A l’issue de quatre jours d’entretiens, Amr Moussa a jugé que la situation au Liban était "grave" et a promis de revenir à Beyrouth dans les prochains jours afin de poursuivre ses discussions avec les membres du gouvernement et l’opposition.

"Je ne veux pas donner une dose d’optimisme, ni décrire la situation" de façon "pessimiste", a déclaré M. Moussa. "Il y a encore de l’espoir tant que nous travaillons".

Il était arrivé à Beyrouth mercredi afin de s’entretenir des moyens d’appliquer un plan unanimement approuvé par les ministres des Affaires étrangères de la Ligue arabe la semaine dernière. Ce plan appelle à l’élection du chef de l’armée, le général Michel Sleimane, au poste de président, à la formation d’un gouvernement d’unité nationale et à l’adoption d’une nouvelle loi électorale.

Le président du Parlement Nabih Berri a cependant annoncé vendredi le report au 21 janvier de la séance parlementaire visant à désigner le nouveau président pour la 12e fois, en raison des divisions actuelles au sein de la législature.

Saad Hariri a estimé samedi que le Liban connaissait "une étape très difficile et dangereuse" et a exhorté l’opposition à jouer son rôle pour faciliter le vote. Amr Moussa a néanmoins tenté de relativiser l’échec de sa mission. "Je peux dire après les résultats de mes rencontres au Liban que nous avons redonné de la vie à l’activité politique en vue d’apaiser (la crise)", a-t-il dit. Il a précisé qu’il allait informer les chefs de la diplomatie de la Ligue arabe des résultats de ses discussions avec les factions libanaises avant de retourner à Beyrouth.
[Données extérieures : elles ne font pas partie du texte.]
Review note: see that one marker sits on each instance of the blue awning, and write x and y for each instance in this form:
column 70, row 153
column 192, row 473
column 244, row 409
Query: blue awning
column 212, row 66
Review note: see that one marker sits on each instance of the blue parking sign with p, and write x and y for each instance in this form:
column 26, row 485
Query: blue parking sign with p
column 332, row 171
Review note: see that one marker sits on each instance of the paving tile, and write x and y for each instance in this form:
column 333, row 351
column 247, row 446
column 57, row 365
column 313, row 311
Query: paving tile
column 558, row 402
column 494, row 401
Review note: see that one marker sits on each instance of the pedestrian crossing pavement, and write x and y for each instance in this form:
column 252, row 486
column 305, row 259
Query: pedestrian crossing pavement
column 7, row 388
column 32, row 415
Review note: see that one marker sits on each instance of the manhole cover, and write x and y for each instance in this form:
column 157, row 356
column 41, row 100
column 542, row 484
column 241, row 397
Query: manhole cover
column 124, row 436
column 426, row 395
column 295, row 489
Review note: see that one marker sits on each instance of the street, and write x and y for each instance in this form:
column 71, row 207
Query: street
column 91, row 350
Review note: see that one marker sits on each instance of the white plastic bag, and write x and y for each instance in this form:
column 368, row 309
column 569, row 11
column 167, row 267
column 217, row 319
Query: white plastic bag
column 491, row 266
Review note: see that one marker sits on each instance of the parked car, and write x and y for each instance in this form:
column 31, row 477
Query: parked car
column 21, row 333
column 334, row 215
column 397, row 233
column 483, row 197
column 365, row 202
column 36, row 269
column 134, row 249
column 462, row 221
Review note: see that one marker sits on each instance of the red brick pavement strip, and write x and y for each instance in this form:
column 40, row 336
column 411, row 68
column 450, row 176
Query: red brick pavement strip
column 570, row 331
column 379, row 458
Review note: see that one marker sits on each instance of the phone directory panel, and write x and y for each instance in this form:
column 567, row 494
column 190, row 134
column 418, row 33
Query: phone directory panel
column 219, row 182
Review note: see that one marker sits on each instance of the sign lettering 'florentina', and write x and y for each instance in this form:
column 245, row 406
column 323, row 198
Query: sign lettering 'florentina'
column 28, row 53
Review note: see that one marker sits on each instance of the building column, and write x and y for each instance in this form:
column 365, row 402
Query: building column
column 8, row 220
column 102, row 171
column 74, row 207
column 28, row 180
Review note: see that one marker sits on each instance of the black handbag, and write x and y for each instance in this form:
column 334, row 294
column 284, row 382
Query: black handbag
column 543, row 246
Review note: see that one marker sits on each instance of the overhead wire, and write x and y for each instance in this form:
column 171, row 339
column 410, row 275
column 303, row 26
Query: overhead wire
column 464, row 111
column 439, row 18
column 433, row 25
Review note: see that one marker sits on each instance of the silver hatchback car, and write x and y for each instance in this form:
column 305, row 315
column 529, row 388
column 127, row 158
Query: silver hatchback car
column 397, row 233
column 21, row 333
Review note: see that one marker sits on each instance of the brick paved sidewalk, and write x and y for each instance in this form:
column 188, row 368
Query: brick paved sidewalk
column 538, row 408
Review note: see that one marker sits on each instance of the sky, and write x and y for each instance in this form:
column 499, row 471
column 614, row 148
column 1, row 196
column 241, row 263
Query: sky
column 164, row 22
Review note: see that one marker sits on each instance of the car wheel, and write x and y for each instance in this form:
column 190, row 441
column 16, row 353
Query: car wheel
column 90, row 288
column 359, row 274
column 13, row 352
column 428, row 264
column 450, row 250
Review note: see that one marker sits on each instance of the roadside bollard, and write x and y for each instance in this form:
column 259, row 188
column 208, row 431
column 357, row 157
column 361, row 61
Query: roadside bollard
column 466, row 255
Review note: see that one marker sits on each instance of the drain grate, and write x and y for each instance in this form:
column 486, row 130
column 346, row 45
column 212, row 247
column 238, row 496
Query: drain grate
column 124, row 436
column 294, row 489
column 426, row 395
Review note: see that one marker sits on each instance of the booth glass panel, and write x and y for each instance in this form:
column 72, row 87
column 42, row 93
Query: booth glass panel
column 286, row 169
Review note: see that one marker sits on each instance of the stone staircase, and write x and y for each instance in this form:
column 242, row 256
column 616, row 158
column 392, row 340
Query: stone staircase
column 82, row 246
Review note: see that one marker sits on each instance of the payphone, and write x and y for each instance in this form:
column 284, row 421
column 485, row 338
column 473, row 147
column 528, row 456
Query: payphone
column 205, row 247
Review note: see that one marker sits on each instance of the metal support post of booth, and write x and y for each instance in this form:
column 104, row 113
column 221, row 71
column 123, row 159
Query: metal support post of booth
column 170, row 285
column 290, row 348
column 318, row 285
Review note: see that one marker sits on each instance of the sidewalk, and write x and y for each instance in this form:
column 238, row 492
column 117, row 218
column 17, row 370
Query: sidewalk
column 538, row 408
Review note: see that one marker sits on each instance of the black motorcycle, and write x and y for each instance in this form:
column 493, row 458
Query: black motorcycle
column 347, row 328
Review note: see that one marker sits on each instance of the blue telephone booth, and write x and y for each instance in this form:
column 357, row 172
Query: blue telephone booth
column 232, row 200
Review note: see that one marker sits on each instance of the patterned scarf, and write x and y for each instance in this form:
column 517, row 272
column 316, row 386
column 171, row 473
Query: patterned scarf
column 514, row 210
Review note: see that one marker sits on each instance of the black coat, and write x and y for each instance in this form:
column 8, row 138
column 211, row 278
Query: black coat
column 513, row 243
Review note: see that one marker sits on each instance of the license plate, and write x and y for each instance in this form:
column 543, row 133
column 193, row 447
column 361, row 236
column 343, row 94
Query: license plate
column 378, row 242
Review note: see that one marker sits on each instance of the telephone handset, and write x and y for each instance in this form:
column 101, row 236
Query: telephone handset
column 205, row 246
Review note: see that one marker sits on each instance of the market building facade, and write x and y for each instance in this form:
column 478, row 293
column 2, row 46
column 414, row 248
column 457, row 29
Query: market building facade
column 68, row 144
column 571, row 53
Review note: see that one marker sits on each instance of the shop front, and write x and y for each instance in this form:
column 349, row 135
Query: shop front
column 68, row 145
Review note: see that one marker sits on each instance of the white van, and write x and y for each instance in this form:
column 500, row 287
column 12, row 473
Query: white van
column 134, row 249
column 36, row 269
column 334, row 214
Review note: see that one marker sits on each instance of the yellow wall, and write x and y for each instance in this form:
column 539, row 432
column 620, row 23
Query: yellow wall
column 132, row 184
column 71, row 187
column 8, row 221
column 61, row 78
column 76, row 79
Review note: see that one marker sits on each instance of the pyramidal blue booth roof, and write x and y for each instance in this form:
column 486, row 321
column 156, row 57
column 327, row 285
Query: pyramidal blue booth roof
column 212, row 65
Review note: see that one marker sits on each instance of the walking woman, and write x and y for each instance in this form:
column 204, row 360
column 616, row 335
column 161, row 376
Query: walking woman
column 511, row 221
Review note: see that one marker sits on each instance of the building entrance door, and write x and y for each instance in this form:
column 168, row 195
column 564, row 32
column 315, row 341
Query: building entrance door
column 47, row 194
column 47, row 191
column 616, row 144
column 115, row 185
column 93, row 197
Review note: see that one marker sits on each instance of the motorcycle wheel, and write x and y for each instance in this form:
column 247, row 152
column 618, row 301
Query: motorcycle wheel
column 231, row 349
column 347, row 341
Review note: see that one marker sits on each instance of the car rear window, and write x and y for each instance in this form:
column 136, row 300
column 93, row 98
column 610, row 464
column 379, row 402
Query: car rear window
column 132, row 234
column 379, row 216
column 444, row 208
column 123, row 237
Le président égyptien Hosni Moubarak a pour sa part averti que les pays arabes ne seront pas en mesure d’aider le Liban tant qu’il n’y aura pas de compromis entre les différentes formations pour mettre un terme à la crise actuelle.

La présidence du Liban est vacante depuis la fin du mandat du président Emile Lahoud le 23 novembre. Le pays est en proie à sa plus grave crise politique depuis la fin de la guerre civile (1975-90).